1.08.2019

Is a 51% Attack the New Hostile Takeover?


On August 22, 2018, the Securities and Exchange Commission issued an “Order Disapproving a Proposed Rule Change to List and Trade the Shares of the GraniteShares Bitcoin ETF and the GraniteShares Short Bitcoin ETF.”

The SEC order rejected a request for a proposed rule change, observing that the party making the request "has not met its burden under the Exchange Act and the Commission’s Rules of Practice to demonstrate that its proposal is consistent with the requirements of Exchange Act Section 6(b)(5), in particular the requirement that a national securities exchange’s rules be designed to prevent fraudulent and manipulative acts and practices.13"

The order considered known issues such as price discovery, high frequency trading, and market manipulation generally, and went on to conclude that the party making the request had “not demonstrated that it has entered into a surveillance-sharing agreement with a regulated market of significant size related to bitcoin, or that, given the current absence of such an agreement, the exchange’s own surveillance procedures described above would, by themselves, be sufficient to satisfy the requirement of Exchange Act Section 6(b)(5) that an exchange’s rules be designed to prevent fraudulent and manipulative acts and practices.96”

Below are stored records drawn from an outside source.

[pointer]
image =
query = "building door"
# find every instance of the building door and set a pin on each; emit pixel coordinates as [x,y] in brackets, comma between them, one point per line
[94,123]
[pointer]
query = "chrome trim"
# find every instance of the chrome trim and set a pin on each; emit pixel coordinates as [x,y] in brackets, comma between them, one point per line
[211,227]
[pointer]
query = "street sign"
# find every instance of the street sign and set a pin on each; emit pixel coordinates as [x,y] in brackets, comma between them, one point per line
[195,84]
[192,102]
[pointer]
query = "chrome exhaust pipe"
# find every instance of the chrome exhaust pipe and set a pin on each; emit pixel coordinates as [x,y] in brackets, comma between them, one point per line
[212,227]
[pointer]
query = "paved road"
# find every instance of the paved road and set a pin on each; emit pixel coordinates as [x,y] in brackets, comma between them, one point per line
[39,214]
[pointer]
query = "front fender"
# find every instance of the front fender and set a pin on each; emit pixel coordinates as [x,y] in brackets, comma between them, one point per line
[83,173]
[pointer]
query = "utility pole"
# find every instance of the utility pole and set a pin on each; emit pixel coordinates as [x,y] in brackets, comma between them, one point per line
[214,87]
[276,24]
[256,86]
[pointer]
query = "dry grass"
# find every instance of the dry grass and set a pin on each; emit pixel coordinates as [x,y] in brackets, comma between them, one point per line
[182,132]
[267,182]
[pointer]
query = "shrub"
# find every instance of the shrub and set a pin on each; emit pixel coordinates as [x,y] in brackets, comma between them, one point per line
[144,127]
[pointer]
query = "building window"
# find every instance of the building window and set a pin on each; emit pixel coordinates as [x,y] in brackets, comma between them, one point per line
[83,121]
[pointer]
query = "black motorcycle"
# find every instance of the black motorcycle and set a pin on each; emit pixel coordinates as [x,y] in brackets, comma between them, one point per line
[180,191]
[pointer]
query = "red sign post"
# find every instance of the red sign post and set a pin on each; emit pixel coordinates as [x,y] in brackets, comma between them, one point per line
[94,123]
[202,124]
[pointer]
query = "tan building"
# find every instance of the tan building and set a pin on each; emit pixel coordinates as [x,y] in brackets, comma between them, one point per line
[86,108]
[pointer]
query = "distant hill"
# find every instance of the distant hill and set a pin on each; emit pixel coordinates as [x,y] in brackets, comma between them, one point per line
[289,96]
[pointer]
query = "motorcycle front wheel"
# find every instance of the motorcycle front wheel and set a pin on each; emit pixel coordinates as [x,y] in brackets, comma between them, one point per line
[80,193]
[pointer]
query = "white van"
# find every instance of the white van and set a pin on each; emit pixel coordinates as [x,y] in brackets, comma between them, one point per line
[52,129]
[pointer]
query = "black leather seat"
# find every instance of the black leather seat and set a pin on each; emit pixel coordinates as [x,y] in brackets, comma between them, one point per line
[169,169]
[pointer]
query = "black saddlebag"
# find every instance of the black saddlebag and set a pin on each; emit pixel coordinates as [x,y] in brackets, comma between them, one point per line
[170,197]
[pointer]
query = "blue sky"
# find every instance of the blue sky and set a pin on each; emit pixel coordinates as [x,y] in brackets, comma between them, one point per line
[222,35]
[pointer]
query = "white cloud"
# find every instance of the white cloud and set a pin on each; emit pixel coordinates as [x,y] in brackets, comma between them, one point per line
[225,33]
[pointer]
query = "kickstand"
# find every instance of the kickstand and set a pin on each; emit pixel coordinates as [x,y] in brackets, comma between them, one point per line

Would the issuer (or other relevant party making such a request) of shares of an ETP holding cryptocoins as an asset have to demonstrate that it could successfully deter and/or mitigate a 51% attack to be within compliance with Exchange Act Section 6(b)(5)? 

At the time the order was issued, a 51% attack was, as far as is publicly known, still only a theoretical (pls see: https://www.investopedia.com/terms/1/51-attack.asp ) form of cryptocurrency hack. As of this writing however, in the early days of 2019, there have been at least some published reports of a successful 51% attack on a blockchain based platform.